= Joseph Forsyth =

Scottish writer

Joseph Forsyth (18 February 1763 – 20 September 1815) was a Scottish writer on Italy.

==Life==
Forsyth was born at Elgin, Scotland, on 18 February 1763, and was the son, by his second marriage, of Alexander Forsyth, merchant in Elgin, a man of intelligence and piety, and a friend of Isaac Watts. His mother, Ann Harrold, was the daughter of a farmer who fought for Prince Charles at Battle of Culloden, was taken prisoner, and died on board ship while being carried for trial to England. From the grammar school of his native town Forsyth passed aged 12 to King's College, Aberdeen, where he graduated M.A. in 1779. His parents intended him for the church, but his diffidence induced him to decline.

He went to London and became assistant to the master of an academy at Newington Butts; was soon able to purchase the establishment, and carried it on successfully for thirteen years. Then, his health failing, he gave up the school and returned to Elgin. He had now the leisure and the means to give effect to what had been the great desire of his life, a visit to Italy. The Peace of Amiens was known in Elgin on 7 October 1801. On the 12th Forsyth was already on his way south, and on Christmas Day he arrived at Nice. The next eighteen months he spent in the more famous cities of Italy, where he had access to the literary circles, and saw everything with the eyes of a man well read in the poets and historians of the country, both ancient and modern, a connoisseur in architecture and a keen observer of thought and life.

He was at Turin on his way home when the war was renewed, and on 25 May 1803 he was seized by the police and carried prisoner to Nismes, France. The restraint there was not severe, but Forsyth was caught in an attempt to escape, and was thereupon marched in midwinter to Fort de Bitché, where his confinement was at first intolerably strict. It was, however, gradually relaxed; after two years he was removed to Verdun, where he remained five years.

Through the influence of a lady in the suite of the king of Holland he was in 1811 permitted to reside in Paris; but four months after the English in the capital were ordered back to their places of detention, and the utmost relaxation Forsyth's literary friends could obtain for him was the permission to go to Valenciennes instead of to Verdun. It was not till the allies entered Paris in March 1814 that he regained his liberty.

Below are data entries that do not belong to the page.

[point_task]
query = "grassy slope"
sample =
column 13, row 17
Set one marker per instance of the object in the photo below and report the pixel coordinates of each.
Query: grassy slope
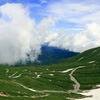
column 51, row 78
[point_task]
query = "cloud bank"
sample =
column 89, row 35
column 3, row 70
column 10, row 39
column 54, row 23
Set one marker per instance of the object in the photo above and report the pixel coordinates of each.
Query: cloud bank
column 21, row 37
column 18, row 39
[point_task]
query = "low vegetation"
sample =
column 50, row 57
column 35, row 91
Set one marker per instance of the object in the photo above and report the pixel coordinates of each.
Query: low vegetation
column 51, row 82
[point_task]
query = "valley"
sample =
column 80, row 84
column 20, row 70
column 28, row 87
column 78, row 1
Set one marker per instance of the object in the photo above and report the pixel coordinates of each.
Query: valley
column 65, row 80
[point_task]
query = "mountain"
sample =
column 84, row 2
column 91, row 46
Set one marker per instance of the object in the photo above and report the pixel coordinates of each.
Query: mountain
column 50, row 55
column 62, row 81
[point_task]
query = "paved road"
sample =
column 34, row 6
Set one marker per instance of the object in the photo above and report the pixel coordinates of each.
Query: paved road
column 76, row 83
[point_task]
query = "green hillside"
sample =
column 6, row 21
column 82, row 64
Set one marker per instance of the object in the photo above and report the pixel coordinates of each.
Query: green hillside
column 61, row 81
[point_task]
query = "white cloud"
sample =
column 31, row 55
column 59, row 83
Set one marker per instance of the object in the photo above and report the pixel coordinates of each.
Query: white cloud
column 75, row 12
column 17, row 36
column 88, row 38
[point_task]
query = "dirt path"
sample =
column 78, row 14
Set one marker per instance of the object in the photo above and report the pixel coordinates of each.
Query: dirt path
column 76, row 83
column 40, row 91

After a year in London Reid returned to Elgin, intending to settle there; but his constitution, never robust, had been undermined by his thirteen years of detention. He died on 20 September 1815, and was buried in his parents' tomb in the Elgin Cathedral churchyard.

==Works==
Napoleon represented himself as a patron of the arts; and Forsyth who had studied Italian literature and art produced a book in the hope of release. His Remarks on Antiquities, Arts, and Letters, during an Excursion in Italy in the years 1802 and 1803, were published in London in 1813, and copies were forwarded to Paris, but without result. A second edition appeared in 1816, with a memoir of the author by his brother Isaac, who survived till 1859, and it went through several later editions, one (1820) issued at Geneva. Forsyth himself says in his 'advertisement' that when he went to Italy he had no intention of writing a book. He wrote nothing else.